Então a City pode contar com a experiência de um exército de advogados e contabilistas para inventar estruturas financeiras offshore de modo a colocar o dinheiro   ao abrigo do fisco . Com a ajuda desta rede, a gestão alternativa de activos – os hedge funds (fundos especulativos), o capital de investimento… – de que Londres é o centro da Europa, tem entidades apropriadas, conhecidas como veículos de finalidades especiais,  special purpose vehicles, conchas vazias que permitem  minimizar o imposto.

A constituição de uma outra especialidade britânica, os trusts,  estruturas de que não se conhece o  beneficiário, administrados  por um escritório de advogados  ou de  auditores , localizado  num  paraíso fiscal,  baralha as pistas para permitir  ocultar activos.

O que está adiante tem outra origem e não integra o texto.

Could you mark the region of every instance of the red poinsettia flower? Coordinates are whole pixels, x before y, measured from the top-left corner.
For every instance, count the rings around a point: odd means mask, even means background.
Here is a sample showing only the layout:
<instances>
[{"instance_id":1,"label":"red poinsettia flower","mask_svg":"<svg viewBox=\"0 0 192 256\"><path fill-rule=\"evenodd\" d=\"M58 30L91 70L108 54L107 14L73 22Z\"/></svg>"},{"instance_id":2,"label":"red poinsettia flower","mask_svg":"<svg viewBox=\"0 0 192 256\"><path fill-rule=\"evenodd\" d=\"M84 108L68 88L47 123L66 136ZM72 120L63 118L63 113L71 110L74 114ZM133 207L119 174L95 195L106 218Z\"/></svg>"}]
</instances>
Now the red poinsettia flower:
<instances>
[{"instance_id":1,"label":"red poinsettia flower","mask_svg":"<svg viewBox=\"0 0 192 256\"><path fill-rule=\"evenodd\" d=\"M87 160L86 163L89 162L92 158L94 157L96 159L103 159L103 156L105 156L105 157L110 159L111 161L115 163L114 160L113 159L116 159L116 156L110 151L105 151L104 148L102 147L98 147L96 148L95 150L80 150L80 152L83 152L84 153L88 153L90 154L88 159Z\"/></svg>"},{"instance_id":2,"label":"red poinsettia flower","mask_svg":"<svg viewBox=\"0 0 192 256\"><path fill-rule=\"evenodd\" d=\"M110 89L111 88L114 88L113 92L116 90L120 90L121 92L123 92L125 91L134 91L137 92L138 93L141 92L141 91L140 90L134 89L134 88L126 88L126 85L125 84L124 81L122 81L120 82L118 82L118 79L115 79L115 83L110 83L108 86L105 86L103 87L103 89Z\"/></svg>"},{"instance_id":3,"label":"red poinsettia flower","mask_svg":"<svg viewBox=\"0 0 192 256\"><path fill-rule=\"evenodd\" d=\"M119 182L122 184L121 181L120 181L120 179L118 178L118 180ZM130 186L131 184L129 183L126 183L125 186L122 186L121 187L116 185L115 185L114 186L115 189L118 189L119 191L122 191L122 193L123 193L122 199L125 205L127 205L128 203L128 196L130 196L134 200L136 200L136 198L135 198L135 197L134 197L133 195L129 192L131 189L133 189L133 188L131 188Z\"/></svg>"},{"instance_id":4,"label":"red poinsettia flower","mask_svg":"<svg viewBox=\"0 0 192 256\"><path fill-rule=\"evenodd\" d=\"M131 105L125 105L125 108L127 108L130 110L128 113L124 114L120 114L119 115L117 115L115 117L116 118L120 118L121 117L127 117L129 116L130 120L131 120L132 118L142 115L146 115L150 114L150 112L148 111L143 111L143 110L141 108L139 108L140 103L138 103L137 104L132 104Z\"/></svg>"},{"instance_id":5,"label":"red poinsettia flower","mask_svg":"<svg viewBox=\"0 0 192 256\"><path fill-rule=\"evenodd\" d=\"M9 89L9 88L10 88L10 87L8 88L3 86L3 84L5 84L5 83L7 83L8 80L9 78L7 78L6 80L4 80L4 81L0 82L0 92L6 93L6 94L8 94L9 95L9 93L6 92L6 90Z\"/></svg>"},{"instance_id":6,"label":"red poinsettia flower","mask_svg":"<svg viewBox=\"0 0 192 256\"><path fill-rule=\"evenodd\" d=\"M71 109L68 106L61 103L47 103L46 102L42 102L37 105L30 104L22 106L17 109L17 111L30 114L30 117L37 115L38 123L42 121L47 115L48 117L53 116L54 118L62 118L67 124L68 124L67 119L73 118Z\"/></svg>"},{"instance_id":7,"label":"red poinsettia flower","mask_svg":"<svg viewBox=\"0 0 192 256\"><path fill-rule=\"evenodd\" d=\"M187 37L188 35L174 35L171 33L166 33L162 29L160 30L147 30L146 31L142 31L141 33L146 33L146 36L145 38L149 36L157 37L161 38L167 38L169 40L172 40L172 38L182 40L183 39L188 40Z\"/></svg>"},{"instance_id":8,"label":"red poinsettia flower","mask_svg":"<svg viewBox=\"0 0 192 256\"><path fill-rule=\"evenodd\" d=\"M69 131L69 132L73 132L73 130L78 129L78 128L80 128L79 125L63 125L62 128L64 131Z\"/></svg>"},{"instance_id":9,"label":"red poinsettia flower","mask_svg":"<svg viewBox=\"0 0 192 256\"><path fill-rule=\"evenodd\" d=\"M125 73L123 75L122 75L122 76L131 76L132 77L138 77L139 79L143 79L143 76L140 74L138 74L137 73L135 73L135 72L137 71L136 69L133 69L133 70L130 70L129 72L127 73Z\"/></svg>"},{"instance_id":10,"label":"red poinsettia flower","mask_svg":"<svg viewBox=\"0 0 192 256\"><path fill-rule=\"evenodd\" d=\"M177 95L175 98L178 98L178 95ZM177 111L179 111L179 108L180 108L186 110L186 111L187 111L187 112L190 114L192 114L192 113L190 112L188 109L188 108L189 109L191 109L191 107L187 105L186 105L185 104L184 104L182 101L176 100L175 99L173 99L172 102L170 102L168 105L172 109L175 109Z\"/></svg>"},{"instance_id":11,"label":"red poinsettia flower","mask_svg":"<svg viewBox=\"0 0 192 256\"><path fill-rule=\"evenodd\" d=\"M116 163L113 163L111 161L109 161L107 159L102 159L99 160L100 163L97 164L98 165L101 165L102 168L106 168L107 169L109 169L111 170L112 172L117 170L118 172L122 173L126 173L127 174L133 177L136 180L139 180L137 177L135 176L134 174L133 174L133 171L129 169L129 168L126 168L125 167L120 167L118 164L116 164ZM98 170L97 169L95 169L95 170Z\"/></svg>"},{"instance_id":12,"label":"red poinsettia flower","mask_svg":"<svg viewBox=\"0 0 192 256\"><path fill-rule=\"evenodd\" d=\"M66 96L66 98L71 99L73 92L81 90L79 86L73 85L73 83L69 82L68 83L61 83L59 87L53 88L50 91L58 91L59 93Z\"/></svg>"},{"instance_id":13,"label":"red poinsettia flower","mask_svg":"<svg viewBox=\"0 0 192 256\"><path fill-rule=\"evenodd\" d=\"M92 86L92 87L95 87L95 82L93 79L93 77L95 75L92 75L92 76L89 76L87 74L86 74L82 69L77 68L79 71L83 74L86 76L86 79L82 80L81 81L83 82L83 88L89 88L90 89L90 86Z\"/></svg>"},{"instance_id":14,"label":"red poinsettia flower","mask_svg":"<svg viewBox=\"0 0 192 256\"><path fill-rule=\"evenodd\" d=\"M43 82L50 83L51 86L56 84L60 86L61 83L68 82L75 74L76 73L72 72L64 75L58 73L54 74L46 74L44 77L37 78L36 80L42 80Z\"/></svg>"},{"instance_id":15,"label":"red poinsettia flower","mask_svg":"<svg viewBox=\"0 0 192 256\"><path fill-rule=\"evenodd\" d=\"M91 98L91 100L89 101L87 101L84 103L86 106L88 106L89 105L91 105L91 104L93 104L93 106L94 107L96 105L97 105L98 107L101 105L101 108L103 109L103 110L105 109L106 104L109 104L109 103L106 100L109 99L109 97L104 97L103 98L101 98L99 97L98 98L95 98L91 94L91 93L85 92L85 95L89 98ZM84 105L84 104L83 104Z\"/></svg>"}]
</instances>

Jersey, Guernsey e Ilhas Caimão são o Reino destas entidades, ao mesmo tempo,  jurídicas, virtuais  e impenetráveis.

Finalmente, os paraísos  fiscais  britânicos podem contar com a discrição da imprensa de Londres. Apenas o  Guardian, associado a DocuLeaks, faz   campanha para a proibição destas  estruturas opacas situadas na rectaguarda da coroa. Para outros, é silêncio de rádio. A maioria dos proprietários de jornais está ela própria  domiciliada em áreas offshore.